In April 1994, Representative William H. Natcher died. He was a member of First Baptist Church, Bowling Green, Kentucky, whose sanctuary had burned a few months earlier. I was serving at Eastwood Baptist Church in Bowling Green at the time. Shortly after the fire, we had extended an offer for First Baptist to use our facilities when weddings or funerals called for them. A large crowd was expected for the Natcher funeral, and First Baptist requested use of our sanctuary.
Very quickly we heard that many representatives, congressmen, and other dignitaries would attend the funeral along with the President of the United States, Bill Clinton. What do you do when you know the President is coming? You get ready. Secret Service checked out the records of all church staff. The funeral home staff made several trips and calls to check out details. Crews of volunteers came in to clean and straighten the facility in order to make the most positive impression possible. In the case of a funeral or wedding, the best impression is one in which there are no negative sights, sounds, or smells. That was our goal.

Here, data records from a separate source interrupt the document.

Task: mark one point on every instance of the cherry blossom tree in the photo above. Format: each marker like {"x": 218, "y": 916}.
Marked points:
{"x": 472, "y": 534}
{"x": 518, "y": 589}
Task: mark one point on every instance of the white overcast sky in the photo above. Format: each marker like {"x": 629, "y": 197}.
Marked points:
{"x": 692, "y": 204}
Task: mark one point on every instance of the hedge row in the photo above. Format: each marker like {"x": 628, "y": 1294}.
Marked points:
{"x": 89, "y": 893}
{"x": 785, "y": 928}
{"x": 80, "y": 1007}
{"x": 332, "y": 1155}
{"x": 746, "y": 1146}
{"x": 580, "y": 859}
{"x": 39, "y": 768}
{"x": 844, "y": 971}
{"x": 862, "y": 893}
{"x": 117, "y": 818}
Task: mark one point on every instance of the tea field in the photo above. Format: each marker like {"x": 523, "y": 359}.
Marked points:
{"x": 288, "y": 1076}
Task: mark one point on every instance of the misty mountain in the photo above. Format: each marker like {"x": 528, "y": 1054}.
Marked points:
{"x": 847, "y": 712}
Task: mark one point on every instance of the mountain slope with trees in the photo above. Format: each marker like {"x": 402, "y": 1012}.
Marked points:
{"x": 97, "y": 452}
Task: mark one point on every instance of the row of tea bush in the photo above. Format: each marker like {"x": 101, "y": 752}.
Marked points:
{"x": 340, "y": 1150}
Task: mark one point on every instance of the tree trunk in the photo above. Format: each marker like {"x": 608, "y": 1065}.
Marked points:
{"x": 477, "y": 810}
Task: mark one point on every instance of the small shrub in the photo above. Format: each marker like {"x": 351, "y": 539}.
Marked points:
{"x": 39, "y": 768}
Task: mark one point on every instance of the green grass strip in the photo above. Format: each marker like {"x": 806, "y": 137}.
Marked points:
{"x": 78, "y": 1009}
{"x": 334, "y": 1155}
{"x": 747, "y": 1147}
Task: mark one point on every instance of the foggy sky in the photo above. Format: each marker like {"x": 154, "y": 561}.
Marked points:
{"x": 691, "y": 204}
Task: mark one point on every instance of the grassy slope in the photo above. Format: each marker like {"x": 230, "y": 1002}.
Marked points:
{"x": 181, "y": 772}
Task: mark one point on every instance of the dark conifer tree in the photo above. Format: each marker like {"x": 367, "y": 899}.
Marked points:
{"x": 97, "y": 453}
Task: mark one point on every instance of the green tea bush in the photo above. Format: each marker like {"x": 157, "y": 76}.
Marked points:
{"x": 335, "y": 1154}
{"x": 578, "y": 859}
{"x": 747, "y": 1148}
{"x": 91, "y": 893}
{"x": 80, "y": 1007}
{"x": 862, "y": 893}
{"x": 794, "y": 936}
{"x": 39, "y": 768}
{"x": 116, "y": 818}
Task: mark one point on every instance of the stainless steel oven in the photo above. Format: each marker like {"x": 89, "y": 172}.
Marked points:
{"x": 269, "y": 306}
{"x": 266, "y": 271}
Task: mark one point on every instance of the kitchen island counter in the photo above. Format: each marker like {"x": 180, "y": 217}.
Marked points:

What if you knew that Jesus was coming to Sunday School? What would you do to prepare? What would be your goal? Would you study your lesson more? Would you spend more time in prayer and Bible study during the week? Would you invite everyone you knew? Would you clean and straighten your space? Would you practice asking Jesus a question so you were prepared? Would you plan to ask Him to teach in your place?
NEGLECTING JESUS. Jesus will be there this Sunday! In many Sunday Schools, however, why Sunday School is done and for whom it is done has been neglected. There is no agreement in His name. Many fail to acknowledge His presence. Many classes are simply a meeting to study a book called the Bible. When neglected, the resulting lack of understanding and purpose makes Sunday School powerless.
In many Sunday Schools, signs of this neglect are all around. Warm bodies are enlisted for important responsibilities within the Sunday School, including teaching. People don’t know what they are supposed to do. It shows up in poor effort and poor quality. It shows up in lessons which are ill-prepared and poorly delivered. Neglect of why and for whom can be seen in facilities which are poorly maintained and cleaned, planning meetings which are skipped, training which is spurned, and prayer which is not taken seriously.
When why and for whom Sunday School is done is unclear, vision and direction are missing. Motivation diminishes and disappears. Ministry becomes drudgery. Hope is scarce. Survival and doing the minimum required are the norm. Jesus’ presence is missed.
NEGLECTING OWNERSHIP. There is an ownership problem in much Sunday School work today. Or should I say, “lack of ownership?” There are many who assume someone else will do the work. They assume someone else will care for the sheep. They “don’t have time.” They “don’t know how.” It’s not “their job.” And all the while Satan is attacking and scattering the flock (John 10:12-13).
Wait a minute! To whom did Jesus give His Great Commission? He gave it to His disciples, to the Church. Well, who are we? Are we His disciples? Are we His Church? The task does not only belong to pastors, staff, deacons, and teachers. We are ALL His hands and feet in this world. He has called us all to care for the sheep, and not all of them are in the sheep pen (John 10:16). The world is a rough place for sheep who are alone, without a shepherd and more importantly without a shepherd and without the Shepherd.